He continued making water meter glass but in 1985 changed tack after learning that Japanese companies were making glass for cars in China. They were selling glass for several thousand renminbi, which he thought was "shameless". He was able to produce panels for Rmb50, which he sold for Rmb1,500, generating a far higher profit margin than he had earned previously.
In 1993, he listed Fuyao, which is based in Fujian province, on the Shanghai stock exchange. It started trading at about Rmb1.3, soared as high as Rmb19.19 before the global financial crisis, and today fetches about Rmb8. Last year it had revenues of $11.4bn, while earnings before interest, taxes, depreciation, and amortisation were $3.4bn.
Within a few years of listing, Mr Cao had persuaded Honda and Volkswagen to become customers, helped by a Chinese rule that 40 per cent of the components in cars produced in China had to be made by local companies.
Chinese companies have enjoyed variable reputations for quality but Mr Cao is adamant that he dealt with that challenge early on. "In order to supply Honda and Volkswagen, your quality absolutely had to be as good as them," he says. "Now we are the biggest producer of car glass in the world."
Mr Cao puts his success down to the penchant for hard work he developed when he was poor, saying he worked 16 hours a day, every day of the year for more than two decades.
But one more goal remains, says Mr Cao. While Fuyao employs more than 10,000 people around the globe, he wants to turn his hand to expanding in the US, and will start by creating 800 jobs in Dayton.
"I want to build a Fuyao for the American people, as the country's car glass industry is in decline," he says.

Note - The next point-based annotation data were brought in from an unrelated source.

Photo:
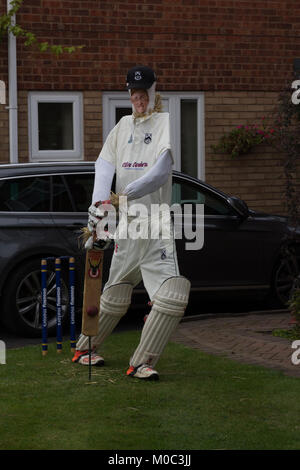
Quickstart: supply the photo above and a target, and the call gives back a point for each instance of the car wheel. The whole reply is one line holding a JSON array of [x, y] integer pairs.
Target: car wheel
[[22, 312], [285, 273]]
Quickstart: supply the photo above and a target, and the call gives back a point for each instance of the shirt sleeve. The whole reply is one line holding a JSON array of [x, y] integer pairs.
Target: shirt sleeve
[[153, 180], [109, 149], [104, 173]]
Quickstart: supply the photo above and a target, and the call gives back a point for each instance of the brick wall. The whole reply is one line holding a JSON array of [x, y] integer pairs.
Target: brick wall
[[256, 177], [193, 44]]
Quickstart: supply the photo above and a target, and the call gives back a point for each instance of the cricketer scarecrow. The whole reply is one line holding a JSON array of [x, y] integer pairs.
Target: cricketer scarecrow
[[138, 150]]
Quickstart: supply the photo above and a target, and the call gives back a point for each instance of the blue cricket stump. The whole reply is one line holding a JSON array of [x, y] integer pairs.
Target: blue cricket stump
[[59, 338]]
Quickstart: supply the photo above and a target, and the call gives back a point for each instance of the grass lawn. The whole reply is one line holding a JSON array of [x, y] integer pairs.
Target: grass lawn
[[200, 402]]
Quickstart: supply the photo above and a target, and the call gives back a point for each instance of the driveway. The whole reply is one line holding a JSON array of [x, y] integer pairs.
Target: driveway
[[242, 337]]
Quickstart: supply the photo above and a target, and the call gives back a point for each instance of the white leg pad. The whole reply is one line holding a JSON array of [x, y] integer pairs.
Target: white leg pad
[[168, 308], [114, 303]]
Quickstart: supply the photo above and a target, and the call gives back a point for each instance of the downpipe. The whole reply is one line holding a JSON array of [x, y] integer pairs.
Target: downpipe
[[13, 100]]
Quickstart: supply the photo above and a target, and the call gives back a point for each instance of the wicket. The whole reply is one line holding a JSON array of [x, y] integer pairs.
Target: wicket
[[44, 269]]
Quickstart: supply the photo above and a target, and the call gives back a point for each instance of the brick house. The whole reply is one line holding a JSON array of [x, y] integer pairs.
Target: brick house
[[219, 63]]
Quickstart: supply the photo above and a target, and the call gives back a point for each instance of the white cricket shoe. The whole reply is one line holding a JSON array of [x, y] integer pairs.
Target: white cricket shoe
[[143, 371]]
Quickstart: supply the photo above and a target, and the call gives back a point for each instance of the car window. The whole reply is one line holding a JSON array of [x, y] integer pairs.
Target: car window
[[61, 200], [185, 193], [80, 188], [30, 194]]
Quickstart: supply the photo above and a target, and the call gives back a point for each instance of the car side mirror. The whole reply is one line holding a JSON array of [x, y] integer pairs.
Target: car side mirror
[[239, 206]]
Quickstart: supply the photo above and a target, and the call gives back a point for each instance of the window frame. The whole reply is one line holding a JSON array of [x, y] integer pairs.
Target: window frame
[[171, 102], [36, 97]]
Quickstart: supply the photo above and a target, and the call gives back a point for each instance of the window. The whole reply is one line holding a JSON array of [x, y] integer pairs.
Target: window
[[55, 126], [186, 120], [188, 194], [30, 194]]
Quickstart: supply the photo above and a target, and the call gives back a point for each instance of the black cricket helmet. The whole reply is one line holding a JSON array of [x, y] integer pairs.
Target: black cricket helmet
[[140, 77]]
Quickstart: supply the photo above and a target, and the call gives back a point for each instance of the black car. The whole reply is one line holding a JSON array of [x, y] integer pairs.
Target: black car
[[44, 206]]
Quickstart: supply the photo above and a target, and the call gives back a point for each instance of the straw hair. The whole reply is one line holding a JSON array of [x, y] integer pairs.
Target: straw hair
[[85, 233]]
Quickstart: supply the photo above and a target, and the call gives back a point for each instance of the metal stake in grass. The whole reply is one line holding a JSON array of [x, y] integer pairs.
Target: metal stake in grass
[[90, 358]]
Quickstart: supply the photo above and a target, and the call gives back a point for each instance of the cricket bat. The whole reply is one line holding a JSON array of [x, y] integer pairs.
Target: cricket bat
[[92, 292]]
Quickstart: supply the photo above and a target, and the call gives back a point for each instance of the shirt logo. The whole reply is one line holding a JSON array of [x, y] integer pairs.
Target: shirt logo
[[148, 138], [134, 165], [138, 76]]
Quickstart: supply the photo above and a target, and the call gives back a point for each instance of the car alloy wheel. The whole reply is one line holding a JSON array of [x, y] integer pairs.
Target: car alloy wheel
[[29, 300], [285, 275]]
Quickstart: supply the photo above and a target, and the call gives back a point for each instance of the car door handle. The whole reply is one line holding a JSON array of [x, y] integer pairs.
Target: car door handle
[[74, 226]]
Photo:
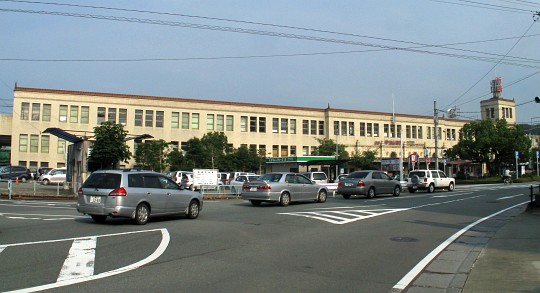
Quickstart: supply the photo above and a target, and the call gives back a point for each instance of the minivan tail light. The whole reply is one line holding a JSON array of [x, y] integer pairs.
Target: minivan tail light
[[118, 192]]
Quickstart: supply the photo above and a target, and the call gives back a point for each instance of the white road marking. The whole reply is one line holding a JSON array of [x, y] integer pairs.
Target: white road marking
[[165, 239], [512, 196], [80, 260], [412, 274]]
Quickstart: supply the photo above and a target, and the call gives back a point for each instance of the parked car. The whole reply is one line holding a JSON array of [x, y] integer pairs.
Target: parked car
[[41, 171], [317, 177], [15, 172], [283, 188], [429, 180], [177, 175], [368, 183], [135, 194], [57, 175]]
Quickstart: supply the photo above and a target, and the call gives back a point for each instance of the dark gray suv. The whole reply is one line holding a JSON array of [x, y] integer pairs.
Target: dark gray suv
[[135, 194]]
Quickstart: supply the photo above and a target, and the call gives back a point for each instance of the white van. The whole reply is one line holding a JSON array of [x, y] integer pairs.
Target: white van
[[317, 177]]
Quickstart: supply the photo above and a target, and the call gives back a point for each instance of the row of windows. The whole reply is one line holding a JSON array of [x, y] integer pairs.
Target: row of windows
[[33, 143], [220, 122]]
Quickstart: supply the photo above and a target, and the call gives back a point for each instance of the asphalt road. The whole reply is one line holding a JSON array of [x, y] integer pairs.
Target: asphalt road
[[355, 245]]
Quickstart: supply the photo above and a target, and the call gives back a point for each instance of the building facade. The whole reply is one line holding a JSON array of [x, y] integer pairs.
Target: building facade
[[279, 131]]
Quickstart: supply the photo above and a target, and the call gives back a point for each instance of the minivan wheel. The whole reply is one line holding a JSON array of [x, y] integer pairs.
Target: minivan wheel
[[371, 193], [193, 209], [285, 199], [141, 214], [99, 218], [322, 196]]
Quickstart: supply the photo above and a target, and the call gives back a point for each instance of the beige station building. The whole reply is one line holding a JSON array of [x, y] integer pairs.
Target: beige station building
[[283, 133]]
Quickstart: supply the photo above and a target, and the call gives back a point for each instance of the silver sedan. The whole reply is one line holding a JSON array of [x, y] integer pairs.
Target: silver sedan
[[283, 188]]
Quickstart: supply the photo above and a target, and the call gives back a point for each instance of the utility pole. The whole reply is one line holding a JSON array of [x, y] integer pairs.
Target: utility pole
[[436, 132]]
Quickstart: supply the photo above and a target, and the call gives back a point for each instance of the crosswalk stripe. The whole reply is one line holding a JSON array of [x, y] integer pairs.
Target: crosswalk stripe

Mr Cao now enjoys some leisure time having handed the chief executive reins to his son, and likes reading. He is carrying several Chinese business magazines, but says he enjoys a Buddhist tome called the Diamond Sutra. He also plays golf, and smiles when asked if his competitive spirit has carried over on to the golf course. "I never count the strokes, but I am always the champion as I play by myself."